Post
Topic
Board Mining (Altcoins)
Re: SILENTARMY - v2 now supports GCN 1 GPUs (currently Linux only)
by
nerdralph
on 04/11/2016, 13:39:44 UTC
Marc, have you considered making NR_ROWS_LOG fixed at 20, and clearing cnt for each round?  Then each row would have only collisions at each round, avoiding the need to search for collisions.  Then NR_SLOTS/OVERHEAD could be significantly reduced.
To avoid time penalty for clearing the cnt values, instead of calling kernel_init_ht at each round, you could zero the count after checking the row.  When the DRAM page is already open to check the cnt value, the time cost of doing a write back to the same page (in fact, same 64-byte cache line) is minimal.

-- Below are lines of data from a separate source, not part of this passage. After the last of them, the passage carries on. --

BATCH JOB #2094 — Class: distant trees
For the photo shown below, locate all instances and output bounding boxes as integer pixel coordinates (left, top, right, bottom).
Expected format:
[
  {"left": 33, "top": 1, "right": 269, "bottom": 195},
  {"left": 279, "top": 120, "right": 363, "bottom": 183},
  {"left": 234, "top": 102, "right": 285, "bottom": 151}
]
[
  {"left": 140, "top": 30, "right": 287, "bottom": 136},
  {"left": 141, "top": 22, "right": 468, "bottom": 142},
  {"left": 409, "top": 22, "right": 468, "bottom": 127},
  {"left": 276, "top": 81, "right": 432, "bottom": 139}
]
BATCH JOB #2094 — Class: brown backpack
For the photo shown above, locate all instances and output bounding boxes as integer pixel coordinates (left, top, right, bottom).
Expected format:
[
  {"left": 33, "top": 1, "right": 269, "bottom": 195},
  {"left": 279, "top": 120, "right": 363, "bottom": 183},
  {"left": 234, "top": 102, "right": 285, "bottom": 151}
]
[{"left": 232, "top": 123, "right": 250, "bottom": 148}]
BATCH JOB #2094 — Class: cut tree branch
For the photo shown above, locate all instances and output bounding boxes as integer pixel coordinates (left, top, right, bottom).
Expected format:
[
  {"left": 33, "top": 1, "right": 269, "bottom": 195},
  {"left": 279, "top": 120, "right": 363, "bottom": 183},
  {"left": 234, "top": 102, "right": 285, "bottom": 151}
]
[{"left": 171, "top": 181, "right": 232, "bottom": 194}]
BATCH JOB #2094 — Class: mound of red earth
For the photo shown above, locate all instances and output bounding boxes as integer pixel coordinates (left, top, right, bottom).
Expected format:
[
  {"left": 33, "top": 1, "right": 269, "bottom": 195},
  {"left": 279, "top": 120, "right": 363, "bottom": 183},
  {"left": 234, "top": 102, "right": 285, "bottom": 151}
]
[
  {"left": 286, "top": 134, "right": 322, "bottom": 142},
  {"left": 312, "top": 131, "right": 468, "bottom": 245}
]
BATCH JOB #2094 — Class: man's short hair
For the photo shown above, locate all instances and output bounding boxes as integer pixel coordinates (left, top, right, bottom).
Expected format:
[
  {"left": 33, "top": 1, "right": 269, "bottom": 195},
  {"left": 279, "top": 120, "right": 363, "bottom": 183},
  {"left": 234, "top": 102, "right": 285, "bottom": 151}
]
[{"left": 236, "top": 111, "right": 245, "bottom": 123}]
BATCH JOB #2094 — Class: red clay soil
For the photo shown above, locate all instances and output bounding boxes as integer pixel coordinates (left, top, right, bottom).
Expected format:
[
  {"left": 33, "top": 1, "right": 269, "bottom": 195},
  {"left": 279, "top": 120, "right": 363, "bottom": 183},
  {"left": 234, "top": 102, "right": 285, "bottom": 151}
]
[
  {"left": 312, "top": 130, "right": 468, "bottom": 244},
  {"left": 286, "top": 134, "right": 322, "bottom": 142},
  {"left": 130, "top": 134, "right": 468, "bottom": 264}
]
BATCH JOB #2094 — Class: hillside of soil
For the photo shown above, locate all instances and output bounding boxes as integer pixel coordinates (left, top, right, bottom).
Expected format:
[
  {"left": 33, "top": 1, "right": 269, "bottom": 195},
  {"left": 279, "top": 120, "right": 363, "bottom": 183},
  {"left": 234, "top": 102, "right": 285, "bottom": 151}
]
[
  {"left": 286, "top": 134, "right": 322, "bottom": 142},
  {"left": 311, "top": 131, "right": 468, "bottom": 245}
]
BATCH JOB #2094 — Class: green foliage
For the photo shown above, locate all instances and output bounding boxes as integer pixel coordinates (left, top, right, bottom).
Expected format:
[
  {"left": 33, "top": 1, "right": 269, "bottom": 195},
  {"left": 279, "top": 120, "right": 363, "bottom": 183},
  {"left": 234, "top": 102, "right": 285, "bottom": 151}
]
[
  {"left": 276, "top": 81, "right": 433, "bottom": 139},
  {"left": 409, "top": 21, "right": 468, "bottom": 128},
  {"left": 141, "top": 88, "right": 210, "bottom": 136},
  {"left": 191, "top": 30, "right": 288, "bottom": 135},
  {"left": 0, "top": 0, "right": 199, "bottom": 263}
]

Yeah NR_ROWS_LOG is pretty much always compiled at 20. But I have to offer the other options because people want to mine with GPUs having very little memory. And I don't know if you checked the latest commits, but OVERHEAD has been lowered to 9 so 1 Equihash instance needs only 1.2 GB, and I recently made the exact change you suggested (clearing the counter after we are done using/reading it).

I think the vast majority (>95%) of miners have cards with at least 2GB RAM.  The kernel I designed (and only implemented a bit of prototype code) is quite similar to yours, but only supporting 2^20 sorting bins (or rows).  My design has 2 tables like yours (I consider it to be like double-buffering), but I hadn't thought of dividing the saved indexes between the two tables so they could fit in 28 bytes and leaving 4 bytes for the collision counter.

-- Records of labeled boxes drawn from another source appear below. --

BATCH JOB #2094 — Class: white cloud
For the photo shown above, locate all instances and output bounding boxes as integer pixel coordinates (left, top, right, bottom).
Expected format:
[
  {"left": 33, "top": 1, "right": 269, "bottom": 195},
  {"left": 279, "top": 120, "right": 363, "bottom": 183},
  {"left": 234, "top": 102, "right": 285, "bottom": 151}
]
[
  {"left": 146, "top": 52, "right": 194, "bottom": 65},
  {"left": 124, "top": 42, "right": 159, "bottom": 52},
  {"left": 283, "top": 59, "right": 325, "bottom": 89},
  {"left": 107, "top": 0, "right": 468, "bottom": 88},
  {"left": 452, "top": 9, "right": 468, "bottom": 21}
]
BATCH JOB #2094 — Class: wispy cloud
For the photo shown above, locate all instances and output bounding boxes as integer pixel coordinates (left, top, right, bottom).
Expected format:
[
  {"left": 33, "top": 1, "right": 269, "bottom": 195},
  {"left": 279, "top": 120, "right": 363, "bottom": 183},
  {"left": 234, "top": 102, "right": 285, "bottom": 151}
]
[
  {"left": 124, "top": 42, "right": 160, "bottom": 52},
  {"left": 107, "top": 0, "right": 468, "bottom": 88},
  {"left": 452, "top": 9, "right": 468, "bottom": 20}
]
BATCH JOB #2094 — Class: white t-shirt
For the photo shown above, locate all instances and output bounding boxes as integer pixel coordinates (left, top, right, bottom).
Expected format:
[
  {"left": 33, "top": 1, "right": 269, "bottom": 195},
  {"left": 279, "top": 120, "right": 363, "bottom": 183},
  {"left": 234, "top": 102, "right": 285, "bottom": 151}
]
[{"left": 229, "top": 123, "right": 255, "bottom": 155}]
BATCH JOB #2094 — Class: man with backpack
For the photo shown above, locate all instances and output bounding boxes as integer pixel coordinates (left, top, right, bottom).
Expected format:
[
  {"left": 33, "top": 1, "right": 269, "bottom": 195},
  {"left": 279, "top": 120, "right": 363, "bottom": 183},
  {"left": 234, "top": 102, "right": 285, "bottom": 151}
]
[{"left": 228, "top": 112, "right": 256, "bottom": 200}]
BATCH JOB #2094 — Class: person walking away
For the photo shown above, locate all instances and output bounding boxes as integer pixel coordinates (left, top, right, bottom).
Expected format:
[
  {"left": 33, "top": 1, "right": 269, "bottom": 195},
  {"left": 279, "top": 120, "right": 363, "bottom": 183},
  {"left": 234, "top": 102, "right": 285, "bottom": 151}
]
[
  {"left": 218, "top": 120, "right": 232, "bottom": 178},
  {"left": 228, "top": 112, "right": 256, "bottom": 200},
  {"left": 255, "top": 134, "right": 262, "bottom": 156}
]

I did see the change of OVERHEAD from 13 to 9, but I hadn't noticed the counter reset at the end of the round.
https://github.com/mbevand/silentarmy/blob/master/input.cl#L568

Since you say you have to support options other than 2^20 rows, I'll probably fork your code and optimize it for 2^20.  I think it should give another 10% performance boost.  I also think even more performance can be attained by optimizing for the 256-byte stride size of the Polaris, Tonga, and Pitcairn GPUs.  Despite your comment in the code about odd values of OVERHEAD being best  for avoiding channel conflicts, I had found 12 was faster than 13 in my testing on Tonga and Pitcairn.